Black Stone Minerals, L.P.
- Company type: Public
- Traded as: Nasdaq: BSM
- Industry: Oil; Natural gas;
- Founded: 1876; 150 years ago
- Headquarters: 1001 Fannin Street, Houston, Texas, US
- Key people: Thomas L. Carter, Jr.(president, chairman, & CEO)
- Revenue: US$ 260.83 million (2016)
- Operating income: US$ 27.50 million (2016)
- Net income: US$ 20.19 million (2016)
- Total assets: US$ 1.13 billion (2016)
- Total equity: US$ 671.65 million (2016)
- Number of employees: 108 (2016)
- Website: blackstoneminerals.com

= Black Stone Minerals =

American oil and gas company

Black Stone Minerals, L.P., or Black Stone Minerals, is a Houston, Texas-based oil and natural gas corporation.

==History==
The company was founded as W.T. Carter & Bro., a lumber company, in 1876.

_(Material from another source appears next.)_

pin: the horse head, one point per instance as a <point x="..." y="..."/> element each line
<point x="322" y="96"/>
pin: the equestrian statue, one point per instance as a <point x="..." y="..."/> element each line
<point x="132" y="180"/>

The company discovered the Double A Wells Field in East Texas in 1985. It began drilling oil in the late 1980s. By 1992, it acquired the land rights of the Kirby Lumber Company, founded by John Henry Kirby. Four years later, in 1996, it divested from its holdings in the Double A Wells Field.

According to Bloomberg Business, by 2014 it owned millions of acres of interests in the "Bakken/Three Forks plays, Eagle Ford Shale, Wolfcamp play, Haynesville/Bossier plays, Granite Wash play, and Fayetteville Shale, as well as in the Tuscaloosa Marine Shale and the Canyon Lime play located in 41 states and in 62 onshore basins in the continental United States."

It has been traded on the NASDAQ since 2015.